Dominica Amateur Athletic Association
- Sport: Athletics
- Jurisdiction: Association
- Abbreviation: DAAA
- Founded: 1985
- Affiliation: IAAF
- Affiliation date: 1986
- Regional affiliation: NACAC
- Headquarters: Roseau
- President: Godwin Dorsette
- Vice president: Walson pacquette
- Secretary: Phillip White

Official website
- www.daaa.dm
- Dominica

= Dominica Amateur Athletic Association =

Governing body for athletics in Dominica

The Dominica Amateur Athletic Association (DAAA) is the governing body for
the sport of athletics in the Commonwealth of Dominica. Current president is Godwin Dorsette.
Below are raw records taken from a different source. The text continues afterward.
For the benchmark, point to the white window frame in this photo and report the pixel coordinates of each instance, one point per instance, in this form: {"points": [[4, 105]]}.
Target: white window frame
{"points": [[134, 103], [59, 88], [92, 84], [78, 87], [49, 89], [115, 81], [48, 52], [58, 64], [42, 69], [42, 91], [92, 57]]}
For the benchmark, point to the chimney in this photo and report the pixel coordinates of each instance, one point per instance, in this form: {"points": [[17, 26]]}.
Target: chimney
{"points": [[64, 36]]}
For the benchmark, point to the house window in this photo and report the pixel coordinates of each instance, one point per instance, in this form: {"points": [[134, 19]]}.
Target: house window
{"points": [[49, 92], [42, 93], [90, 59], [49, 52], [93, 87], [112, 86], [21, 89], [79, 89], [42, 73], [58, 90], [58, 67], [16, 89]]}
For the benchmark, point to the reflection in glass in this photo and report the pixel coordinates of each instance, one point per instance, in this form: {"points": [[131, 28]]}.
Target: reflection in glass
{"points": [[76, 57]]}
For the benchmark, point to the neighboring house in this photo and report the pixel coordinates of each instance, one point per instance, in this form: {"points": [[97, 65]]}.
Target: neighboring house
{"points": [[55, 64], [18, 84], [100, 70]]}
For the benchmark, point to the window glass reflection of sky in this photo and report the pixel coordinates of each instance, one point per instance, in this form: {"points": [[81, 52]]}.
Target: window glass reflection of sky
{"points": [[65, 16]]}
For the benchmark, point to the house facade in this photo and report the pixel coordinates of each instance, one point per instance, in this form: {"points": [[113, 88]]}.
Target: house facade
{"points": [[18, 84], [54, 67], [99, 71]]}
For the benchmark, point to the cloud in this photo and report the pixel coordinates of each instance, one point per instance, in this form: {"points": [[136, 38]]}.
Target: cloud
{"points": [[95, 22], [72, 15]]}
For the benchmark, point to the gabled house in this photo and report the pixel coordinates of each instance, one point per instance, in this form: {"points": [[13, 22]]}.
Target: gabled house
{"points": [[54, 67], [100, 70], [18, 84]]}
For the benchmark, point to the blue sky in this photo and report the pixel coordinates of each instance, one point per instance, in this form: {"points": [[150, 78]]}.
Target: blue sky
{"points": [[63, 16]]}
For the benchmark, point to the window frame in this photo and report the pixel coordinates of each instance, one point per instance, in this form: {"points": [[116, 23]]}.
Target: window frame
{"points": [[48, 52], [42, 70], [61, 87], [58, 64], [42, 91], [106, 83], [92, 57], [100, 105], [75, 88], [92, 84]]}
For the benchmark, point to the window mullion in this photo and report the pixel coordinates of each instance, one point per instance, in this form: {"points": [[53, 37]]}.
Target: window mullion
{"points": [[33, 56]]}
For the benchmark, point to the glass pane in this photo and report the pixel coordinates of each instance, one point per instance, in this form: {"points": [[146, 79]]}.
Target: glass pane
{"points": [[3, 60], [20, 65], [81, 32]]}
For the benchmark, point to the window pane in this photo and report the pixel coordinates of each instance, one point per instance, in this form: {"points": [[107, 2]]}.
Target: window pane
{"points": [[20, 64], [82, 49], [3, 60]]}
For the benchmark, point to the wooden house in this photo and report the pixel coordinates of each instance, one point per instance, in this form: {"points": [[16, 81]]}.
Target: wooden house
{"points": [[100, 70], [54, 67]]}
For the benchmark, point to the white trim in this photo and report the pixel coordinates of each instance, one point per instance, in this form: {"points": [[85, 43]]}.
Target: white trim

He was elected in December 2015.

== History ==
DAAA was founded in 1985, and was affiliated to the IAAF in 1986.

== Affiliations ==
DAAA is the national member federation for Dominica in the following international organisations:
- International Association of Athletics Federations (IAAF)
- North American, Central American and Caribbean Athletic Association (NACAC)
- Association of Panamerican Athletics (APA)
- Central American and Caribbean Athletic Confederation (CACAC)
Moreover, it is part of the following national organisations:
- Dominica Olympic Committee (DOC)

== National records ==
DAAA maintains the Dominica records in athletics.